Final Destination 2, 2003
If you’re a teenage actor and you get cast in a Final Destination flick, you gotta figure you’re gonna make some kind of a splash. That was particularly true for the young actor in this installment with a starry name…James Kirk. His character …Tim has the bad fortune of wandering through a construction site (What could go wrong there?) where a flock of pigeons unloose a massive pane of glass from an overhead rigging. The appropriately named pane falls right flat on Timmy who instantly turns the window into blood-stained glass. The upside? His performance greatly improves as soon as he was reduced to a puddle.
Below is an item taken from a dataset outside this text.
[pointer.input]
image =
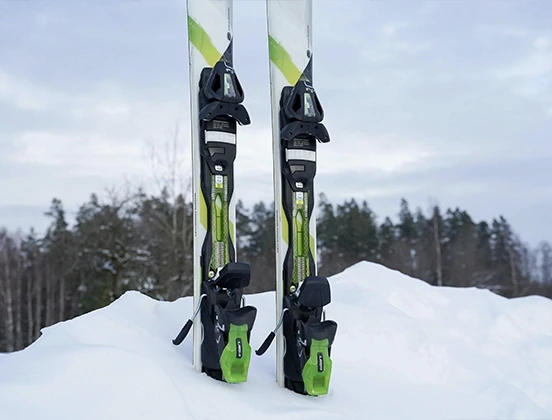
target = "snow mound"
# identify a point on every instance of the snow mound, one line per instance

Just sayin’…
Johnny Mnemonic, 1995
Keanu Reaves plays a cyborg messenger with some essential data in his dome (a first in his career) that every bad dude in the future needs to download. Sadly, this can only be accomplished cutting off his cranium…which would totally keep him from being the same kind of stiff in The Matrix a couple of years later. So Johnny has to kick ass to keep his head. When he throws down with a bad-ass Yakuza named Shinji who comes complete with the lethal accessory of a retractable lazar whip (think Star Wars’ light sabre with an erectile dysfunction) that he uses throughout the movie to slice people into seared sushi bits. Of course, Johnny disarms the dude and uses the whip to lop off HIS noggin. That’s what Keanu calls IRONY, dude…albeit in a very dopy accent.
Bad karma kicks the crap out of bad-gu Paul McCrane who plays one of the sadistic psychos who shoots Peter Weller’s pre-cyborg self into byte-sized pieces in the beginning of the flick. When the same sleazy dude later tries to take out reconstructed RoboCop with a delivery van, he misses and slams into a tank of toxic waste. When he pops out of the van, his skin is bubbling like bacon and he stumbles screaming into the street…where he is mercifully plowed over his own gang’s getaway car.